Thursday, May 21, 2009

In his book 200% of Nothing, Dewdney comments on how stupid American students in 1982 had trouble with this problem:

An army bus holds 36 soldiers. If 1,128 soldiers are being bussed to their training site, how many buses are needed.

Apparently only 70% of American students were able to get as far as 1,128/36 = 31 1/3. Additionally, however, only a third of those students when on to get the correct answer: 32, 'cause you can't have a third of a bus, right?

Wrong.

When taking a test, you have to ignore all quibbles caused by sloppy and inexact problem descriptions. Why can't we just use one bus and have it go back and forth repeatedly? Because it's a division problem. The solution is to do the division and stop. Maybe the buses can go back and forth, or maybe there's no time and you need concurrent transportation. The problem doesn't say, so you just do that math You lack the contextual knowledge to nitpick.

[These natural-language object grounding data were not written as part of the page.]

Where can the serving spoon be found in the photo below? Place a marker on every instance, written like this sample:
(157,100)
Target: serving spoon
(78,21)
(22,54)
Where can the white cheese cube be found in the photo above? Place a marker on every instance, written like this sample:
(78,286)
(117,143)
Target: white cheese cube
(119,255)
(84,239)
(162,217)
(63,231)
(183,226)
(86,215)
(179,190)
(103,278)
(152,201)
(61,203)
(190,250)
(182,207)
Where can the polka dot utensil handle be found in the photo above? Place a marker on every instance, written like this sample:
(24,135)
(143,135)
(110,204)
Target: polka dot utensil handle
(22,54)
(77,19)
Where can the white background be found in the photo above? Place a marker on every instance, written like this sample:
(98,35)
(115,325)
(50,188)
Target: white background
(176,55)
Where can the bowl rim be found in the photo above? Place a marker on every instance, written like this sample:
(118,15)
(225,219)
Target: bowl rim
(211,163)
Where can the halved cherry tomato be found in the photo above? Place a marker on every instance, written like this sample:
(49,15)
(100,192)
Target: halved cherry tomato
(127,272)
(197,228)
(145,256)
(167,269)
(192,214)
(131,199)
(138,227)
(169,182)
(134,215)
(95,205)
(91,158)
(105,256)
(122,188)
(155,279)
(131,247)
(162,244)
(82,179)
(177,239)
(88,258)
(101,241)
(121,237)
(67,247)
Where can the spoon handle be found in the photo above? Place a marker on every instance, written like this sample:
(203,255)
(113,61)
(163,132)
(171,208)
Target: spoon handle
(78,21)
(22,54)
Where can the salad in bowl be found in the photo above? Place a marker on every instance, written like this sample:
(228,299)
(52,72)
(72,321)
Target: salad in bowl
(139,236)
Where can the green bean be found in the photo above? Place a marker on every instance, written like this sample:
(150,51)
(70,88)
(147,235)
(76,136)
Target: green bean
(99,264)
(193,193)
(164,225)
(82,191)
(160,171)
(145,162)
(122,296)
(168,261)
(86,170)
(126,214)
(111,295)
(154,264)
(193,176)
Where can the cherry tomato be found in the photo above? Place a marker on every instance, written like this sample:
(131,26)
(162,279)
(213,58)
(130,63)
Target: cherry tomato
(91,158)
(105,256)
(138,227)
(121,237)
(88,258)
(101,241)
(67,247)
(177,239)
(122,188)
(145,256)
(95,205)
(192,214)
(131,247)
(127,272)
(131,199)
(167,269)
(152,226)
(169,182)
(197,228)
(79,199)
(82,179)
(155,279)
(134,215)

Dewdney is accurate that a third of a bus doesn't drive, but there's a big difference between using one third of a bus' capacity for your soldiers and filling the entire bus with soldiers. Suppose we also have two-thirds bus capacity of training equipment to ship? If you assess the soldiers themselves to require 32 buses, you end up procuring a total of 33 buses for them and their equipment. You shouldn't be assume that is the case or that it isn't, because you're taking a math test answering a division problem. Don't change your answer to mesh with unestablished context.